Ack! Don't show it to them! DO it to them! Muahahaha! :D

#Sanchit,
Hehehe! :P

#Mythalez,
Hahaha! I think from now on he will only travel by autorickshaw and ship. :P

#Soleil,
Hahaha! I must say that guy really took it in great spirit - especially the thrice over photography! :D

#Sumanth,
//All my travel schedules just went up a notch in secrecy!!

DAMN! :/
ps: We have other ways of finding out about your travel schedules! ;)

#Pizzadude,
//TWICE? We posed for the camera THRICE!!!! That is 20*3 seconds. One whole minute!!! God!!!!!!

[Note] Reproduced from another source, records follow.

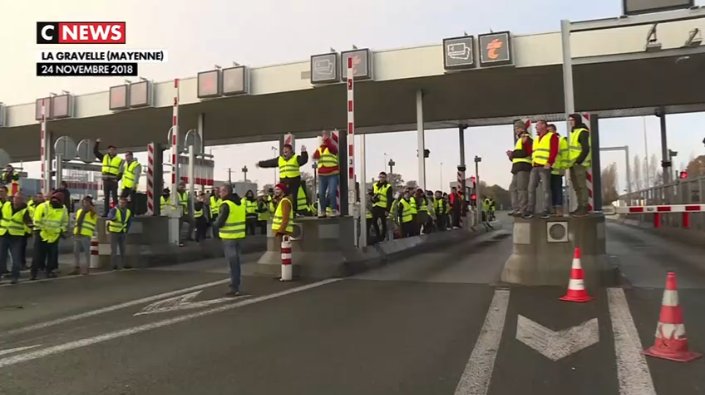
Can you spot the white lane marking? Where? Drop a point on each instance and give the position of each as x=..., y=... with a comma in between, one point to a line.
x=18, y=349
x=478, y=371
x=108, y=309
x=632, y=370
x=181, y=302
x=63, y=277
x=556, y=345
x=15, y=359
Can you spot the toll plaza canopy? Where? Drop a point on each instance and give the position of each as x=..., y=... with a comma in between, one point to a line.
x=615, y=73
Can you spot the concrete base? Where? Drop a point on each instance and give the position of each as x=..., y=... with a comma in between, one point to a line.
x=543, y=252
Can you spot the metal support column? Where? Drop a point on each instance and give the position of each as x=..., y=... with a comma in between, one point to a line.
x=420, y=139
x=665, y=158
x=363, y=195
x=596, y=167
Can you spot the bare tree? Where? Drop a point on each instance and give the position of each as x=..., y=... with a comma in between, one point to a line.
x=609, y=184
x=636, y=174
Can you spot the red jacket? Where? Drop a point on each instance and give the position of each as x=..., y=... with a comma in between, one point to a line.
x=324, y=171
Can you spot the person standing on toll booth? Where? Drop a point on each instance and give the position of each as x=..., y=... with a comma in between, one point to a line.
x=111, y=171
x=231, y=227
x=521, y=169
x=558, y=171
x=119, y=221
x=130, y=179
x=83, y=231
x=406, y=212
x=50, y=221
x=580, y=158
x=11, y=179
x=328, y=172
x=15, y=217
x=382, y=199
x=251, y=212
x=186, y=217
x=544, y=155
x=289, y=169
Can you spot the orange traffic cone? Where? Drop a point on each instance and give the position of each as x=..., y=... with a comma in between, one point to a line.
x=576, y=286
x=671, y=342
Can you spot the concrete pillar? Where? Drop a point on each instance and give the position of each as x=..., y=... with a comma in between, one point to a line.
x=420, y=139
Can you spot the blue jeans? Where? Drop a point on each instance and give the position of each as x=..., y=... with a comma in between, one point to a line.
x=327, y=189
x=232, y=251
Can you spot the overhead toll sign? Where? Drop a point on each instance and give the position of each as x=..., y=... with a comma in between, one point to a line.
x=119, y=97
x=362, y=63
x=38, y=108
x=208, y=84
x=324, y=68
x=459, y=53
x=141, y=94
x=235, y=80
x=633, y=7
x=495, y=49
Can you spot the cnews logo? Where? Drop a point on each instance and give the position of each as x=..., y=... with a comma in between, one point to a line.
x=81, y=32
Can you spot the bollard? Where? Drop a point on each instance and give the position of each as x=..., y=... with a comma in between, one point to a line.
x=95, y=261
x=286, y=259
x=686, y=220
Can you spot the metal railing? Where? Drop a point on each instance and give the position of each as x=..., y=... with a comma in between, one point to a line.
x=686, y=191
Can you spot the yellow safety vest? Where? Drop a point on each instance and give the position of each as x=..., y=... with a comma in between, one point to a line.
x=527, y=159
x=575, y=148
x=408, y=210
x=128, y=179
x=289, y=168
x=215, y=205
x=111, y=166
x=234, y=226
x=13, y=223
x=563, y=159
x=279, y=217
x=381, y=193
x=88, y=225
x=119, y=224
x=327, y=159
x=250, y=206
x=542, y=149
x=51, y=221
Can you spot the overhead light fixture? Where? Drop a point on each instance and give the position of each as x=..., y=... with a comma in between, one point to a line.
x=652, y=43
x=694, y=38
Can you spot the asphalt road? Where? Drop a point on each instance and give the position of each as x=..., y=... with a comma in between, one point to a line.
x=434, y=323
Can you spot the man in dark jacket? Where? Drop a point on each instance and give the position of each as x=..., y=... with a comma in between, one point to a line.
x=521, y=169
x=289, y=173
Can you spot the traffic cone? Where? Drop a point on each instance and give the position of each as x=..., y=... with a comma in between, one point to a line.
x=671, y=342
x=576, y=286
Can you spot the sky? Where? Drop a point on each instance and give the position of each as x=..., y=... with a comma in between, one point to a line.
x=200, y=34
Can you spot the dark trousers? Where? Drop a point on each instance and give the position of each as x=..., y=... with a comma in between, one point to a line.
x=379, y=215
x=109, y=190
x=408, y=229
x=293, y=185
x=250, y=225
x=201, y=228
x=556, y=190
x=129, y=193
x=46, y=256
x=262, y=225
x=4, y=253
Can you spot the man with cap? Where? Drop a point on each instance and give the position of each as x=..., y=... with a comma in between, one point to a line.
x=50, y=222
x=111, y=170
x=231, y=230
x=289, y=169
x=521, y=168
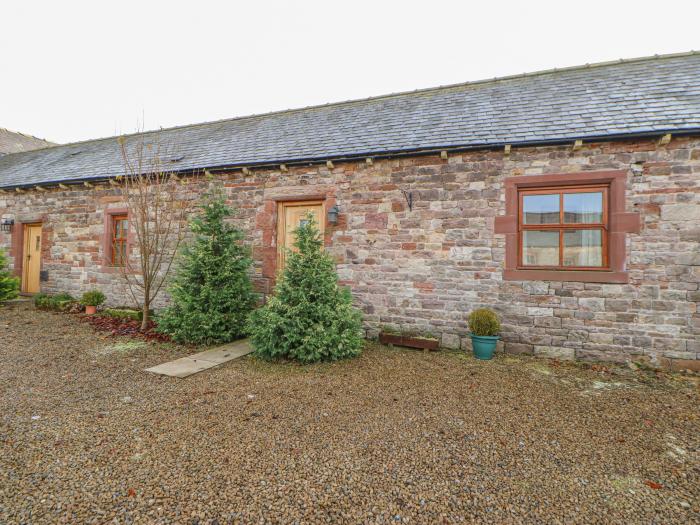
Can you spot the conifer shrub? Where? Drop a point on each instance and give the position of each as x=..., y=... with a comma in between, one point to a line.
x=9, y=285
x=92, y=298
x=310, y=317
x=211, y=290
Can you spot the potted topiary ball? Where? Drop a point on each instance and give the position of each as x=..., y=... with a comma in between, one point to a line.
x=484, y=327
x=92, y=300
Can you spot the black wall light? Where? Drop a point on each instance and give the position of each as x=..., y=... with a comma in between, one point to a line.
x=333, y=215
x=6, y=224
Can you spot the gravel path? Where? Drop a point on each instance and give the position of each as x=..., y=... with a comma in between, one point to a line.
x=395, y=436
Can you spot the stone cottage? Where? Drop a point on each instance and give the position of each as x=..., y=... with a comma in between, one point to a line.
x=567, y=200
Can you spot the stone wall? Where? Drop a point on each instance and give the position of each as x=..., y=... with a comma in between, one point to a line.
x=425, y=269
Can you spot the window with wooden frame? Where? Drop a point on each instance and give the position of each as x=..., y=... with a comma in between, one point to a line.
x=567, y=227
x=120, y=229
x=563, y=228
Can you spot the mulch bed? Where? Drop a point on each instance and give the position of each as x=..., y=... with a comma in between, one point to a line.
x=124, y=327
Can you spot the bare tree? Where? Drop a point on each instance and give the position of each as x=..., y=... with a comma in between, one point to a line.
x=157, y=217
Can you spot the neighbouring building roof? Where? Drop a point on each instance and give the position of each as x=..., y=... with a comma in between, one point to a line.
x=641, y=96
x=13, y=142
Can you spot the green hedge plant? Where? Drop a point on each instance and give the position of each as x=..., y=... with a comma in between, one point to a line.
x=484, y=322
x=310, y=317
x=9, y=285
x=93, y=298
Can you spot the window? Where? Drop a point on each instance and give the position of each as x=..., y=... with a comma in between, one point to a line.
x=567, y=227
x=564, y=228
x=120, y=229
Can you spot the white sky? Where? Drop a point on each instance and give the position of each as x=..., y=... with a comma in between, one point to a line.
x=76, y=70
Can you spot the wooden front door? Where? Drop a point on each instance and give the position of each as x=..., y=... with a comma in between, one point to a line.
x=31, y=265
x=289, y=217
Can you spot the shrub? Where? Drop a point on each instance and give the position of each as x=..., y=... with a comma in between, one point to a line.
x=309, y=318
x=92, y=298
x=9, y=286
x=41, y=300
x=484, y=322
x=211, y=292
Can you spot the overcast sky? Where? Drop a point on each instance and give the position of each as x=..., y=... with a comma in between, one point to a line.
x=74, y=70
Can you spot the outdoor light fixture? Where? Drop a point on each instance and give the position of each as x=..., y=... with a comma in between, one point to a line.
x=333, y=215
x=6, y=224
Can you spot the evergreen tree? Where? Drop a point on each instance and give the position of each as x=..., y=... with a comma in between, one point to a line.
x=211, y=290
x=309, y=318
x=9, y=286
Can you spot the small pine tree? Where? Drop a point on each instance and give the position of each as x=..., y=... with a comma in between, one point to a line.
x=309, y=318
x=211, y=292
x=9, y=286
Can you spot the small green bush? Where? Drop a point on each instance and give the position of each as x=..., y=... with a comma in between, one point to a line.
x=310, y=317
x=41, y=300
x=484, y=322
x=93, y=298
x=9, y=286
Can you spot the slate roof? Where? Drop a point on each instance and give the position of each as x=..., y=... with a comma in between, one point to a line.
x=632, y=97
x=13, y=142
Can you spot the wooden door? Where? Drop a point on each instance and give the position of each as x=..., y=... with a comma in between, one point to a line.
x=290, y=216
x=32, y=258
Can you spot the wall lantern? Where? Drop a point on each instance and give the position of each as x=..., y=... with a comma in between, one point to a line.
x=333, y=215
x=6, y=224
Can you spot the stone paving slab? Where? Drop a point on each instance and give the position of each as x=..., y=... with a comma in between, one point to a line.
x=186, y=366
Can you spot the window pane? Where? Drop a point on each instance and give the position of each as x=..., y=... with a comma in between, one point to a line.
x=116, y=253
x=120, y=228
x=541, y=209
x=583, y=208
x=541, y=248
x=583, y=248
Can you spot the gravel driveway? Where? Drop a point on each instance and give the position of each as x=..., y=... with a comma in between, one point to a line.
x=395, y=436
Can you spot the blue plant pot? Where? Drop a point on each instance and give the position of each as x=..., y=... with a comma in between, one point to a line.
x=484, y=345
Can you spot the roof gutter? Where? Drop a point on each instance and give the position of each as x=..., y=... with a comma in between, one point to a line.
x=309, y=161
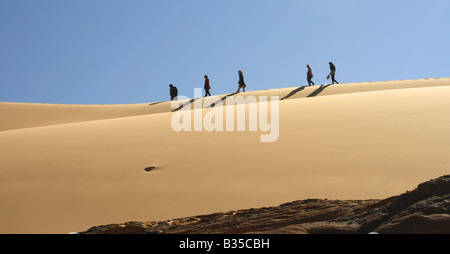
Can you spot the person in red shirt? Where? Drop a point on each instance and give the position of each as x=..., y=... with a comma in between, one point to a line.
x=309, y=75
x=207, y=86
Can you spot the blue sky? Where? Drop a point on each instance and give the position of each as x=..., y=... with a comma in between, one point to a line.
x=121, y=52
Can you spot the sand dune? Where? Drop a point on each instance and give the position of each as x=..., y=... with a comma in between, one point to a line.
x=66, y=168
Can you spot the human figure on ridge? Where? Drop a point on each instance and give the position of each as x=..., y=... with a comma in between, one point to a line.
x=309, y=75
x=173, y=92
x=207, y=86
x=241, y=81
x=332, y=73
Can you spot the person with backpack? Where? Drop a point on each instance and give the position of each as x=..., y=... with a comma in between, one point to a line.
x=207, y=86
x=173, y=92
x=332, y=73
x=241, y=82
x=309, y=75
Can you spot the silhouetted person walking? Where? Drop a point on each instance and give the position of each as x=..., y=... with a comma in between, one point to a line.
x=173, y=92
x=241, y=81
x=309, y=75
x=207, y=86
x=332, y=73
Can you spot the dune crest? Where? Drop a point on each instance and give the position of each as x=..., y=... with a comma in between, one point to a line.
x=65, y=168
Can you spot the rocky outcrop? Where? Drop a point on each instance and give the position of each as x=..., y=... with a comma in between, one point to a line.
x=425, y=210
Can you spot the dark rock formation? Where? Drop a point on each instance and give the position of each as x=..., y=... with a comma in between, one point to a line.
x=425, y=210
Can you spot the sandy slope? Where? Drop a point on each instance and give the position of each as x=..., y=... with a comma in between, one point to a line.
x=65, y=168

Hahaha! Yeah man! That's what I said. After the first round, twice more! :D

//But you know what? Inspite of the embarrassment (to put it lightly) it was loads of fun and immediately upped my mood :D

Hehehe! You're welcome (no pun intended)! :P

#Adorable Pancreas,
Hehehehe... prepare for some family drama soon! :P

Urv said...

/*
Fortunately, Shub had bought him a slice of cheesecake to sweeten the blow.
*/

Can't stop thinking of Joey for that one :D

Lekhni said...

Perhaps an even more successful business plan would be collecting "protection money" from people to guarantee that you will not receive them at the airport? ;)

shub said...

@Lekhni...yup, that was discussed too. 100 bucks for being spared the misery. No guarantee though! ;-)

Tarun said...

I see bhai more than a supporting actress.
the plot was well done bhai ...
and it made turned out to be a great Blog post.

Ciao

Sayesha said...

#Urv,
Hahahahahaha! Man I wanna watch it again! :D

#Lekhni,
We did talk about this too!! That whoever pays us more - we will go their way! :P

#Shub,
Hehehe! :P

#Tarun,
Thank you thank you. :D

Kanan said...

Hahaha! awesome fun and very inspiring for the readers. ;) :D

chanakya said...

Thank God I don't know you.
Yo are truly EVIL

The Mad Girl said...

Ossum Ossum Ossum!!!
Can I do that? Can I can I? Can I implement your methods? Please!!!

Sayesha said...

#Kanan,
Thanks. :)

#Chanakya,
Waaaaaaaaaaaa! :'(

#The Mad Girl,
Hehehe... ask Shub! Actually we should name it SMART - Shub's Mind-blowing Airport Reception Technique though. :P

VIDYA said...

WOW!!!PURE EVIL...u guys should contact Calvin n Hobbes n give them ideas fr promoting G.R.O.S.S (get rid of slimy girls)!